Ukrainian politician (born 1983)

Liudmyla Ivanivna Marchenko (Людмила Іванівна Марченко) (born March 28, 1983) is a Ukrainian politician. She is a People's Deputy of Ukraine of the 9th convocation. On July 12, 2023, she was expelled from the "Servant of the People" party.

== Early life and education ==
Liudmyla Marchenko graduated from the West Ukrainian National University with degrees in entrepreneurship, Finance and Taxation, and Economic Cybernetics.

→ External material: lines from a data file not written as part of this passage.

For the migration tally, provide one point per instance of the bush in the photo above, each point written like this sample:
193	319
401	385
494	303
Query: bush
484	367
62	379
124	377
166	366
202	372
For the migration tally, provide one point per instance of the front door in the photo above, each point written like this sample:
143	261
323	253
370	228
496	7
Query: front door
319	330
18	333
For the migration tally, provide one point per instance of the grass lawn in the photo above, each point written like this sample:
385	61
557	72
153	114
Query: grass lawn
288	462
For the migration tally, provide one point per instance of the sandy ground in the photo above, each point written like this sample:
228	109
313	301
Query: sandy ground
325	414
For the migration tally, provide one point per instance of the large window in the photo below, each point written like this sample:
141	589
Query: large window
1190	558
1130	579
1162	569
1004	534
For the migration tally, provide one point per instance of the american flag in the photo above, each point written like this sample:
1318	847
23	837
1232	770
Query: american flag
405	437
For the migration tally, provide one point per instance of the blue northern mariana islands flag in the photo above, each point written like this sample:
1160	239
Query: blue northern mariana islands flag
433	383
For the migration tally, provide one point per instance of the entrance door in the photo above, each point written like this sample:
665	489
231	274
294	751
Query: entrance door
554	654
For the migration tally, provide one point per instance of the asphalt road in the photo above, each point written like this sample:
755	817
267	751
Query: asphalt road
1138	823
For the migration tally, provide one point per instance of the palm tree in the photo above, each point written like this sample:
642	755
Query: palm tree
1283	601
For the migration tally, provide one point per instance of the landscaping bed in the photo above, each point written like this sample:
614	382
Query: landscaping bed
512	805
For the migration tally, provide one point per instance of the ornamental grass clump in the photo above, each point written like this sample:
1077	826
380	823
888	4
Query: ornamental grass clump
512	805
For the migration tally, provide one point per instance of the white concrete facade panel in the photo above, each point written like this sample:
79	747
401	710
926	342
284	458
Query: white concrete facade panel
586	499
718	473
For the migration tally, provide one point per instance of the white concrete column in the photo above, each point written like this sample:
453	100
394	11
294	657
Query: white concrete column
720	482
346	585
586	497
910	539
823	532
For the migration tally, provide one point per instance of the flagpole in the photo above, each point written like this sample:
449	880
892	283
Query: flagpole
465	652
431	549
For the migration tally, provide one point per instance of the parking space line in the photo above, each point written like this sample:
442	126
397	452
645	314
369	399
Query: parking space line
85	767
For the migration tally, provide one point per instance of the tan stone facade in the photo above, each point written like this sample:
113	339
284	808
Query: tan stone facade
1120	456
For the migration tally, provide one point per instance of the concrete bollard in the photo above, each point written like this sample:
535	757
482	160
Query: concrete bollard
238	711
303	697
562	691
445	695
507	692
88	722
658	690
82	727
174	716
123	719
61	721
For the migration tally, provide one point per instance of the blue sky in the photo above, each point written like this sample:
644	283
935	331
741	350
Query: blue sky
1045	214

She worked in the training and personnel development departments of hypermarket chains Epicenter K and Nova Linia.

== Political activity ==
In 2019, Marchenko was elected as a People's Deputy from the "Servant of the People" party, No. 63 on the list.

She was a member of the Verkhovna Rada Committee on Rules of Procedure, Deputy Ethics, and Organization of Work, and the head of the subcommittee on legislation concerning the status of the People's Deputy of Ukraine.

She is the co-chair of the inter-parliamentary relations group with Georgia and a member of the relations group with Azerbaijan.

== Controversies ==
On July 5, 2023, NABU reported that Marchenko's assistant received a bribe for facilitating inclusion through regional military administrations in the "Shliakh" system, which allows for permission to leave the country. Detectives conducted a search of Marchenko.

On the same day, former Deputy Minister of Internal Affairs Anton Gerashchenko announced Marchenko's detention in Ternopil while receiving a $3,000 bribe. Later, a video was added showing Marchenko attempting to dispose of the bribe.

On July 12, 2023, according to the assistant to the head of the party Olena Shuliak, Anastasiia Klimchuk, People's Deputy Liudmyla Marchenko was expelled from the "Servant of the People" party. Additionally, the Ternopil regional organization of the "Servant of the People" party prematurely terminated Marchenko's powers.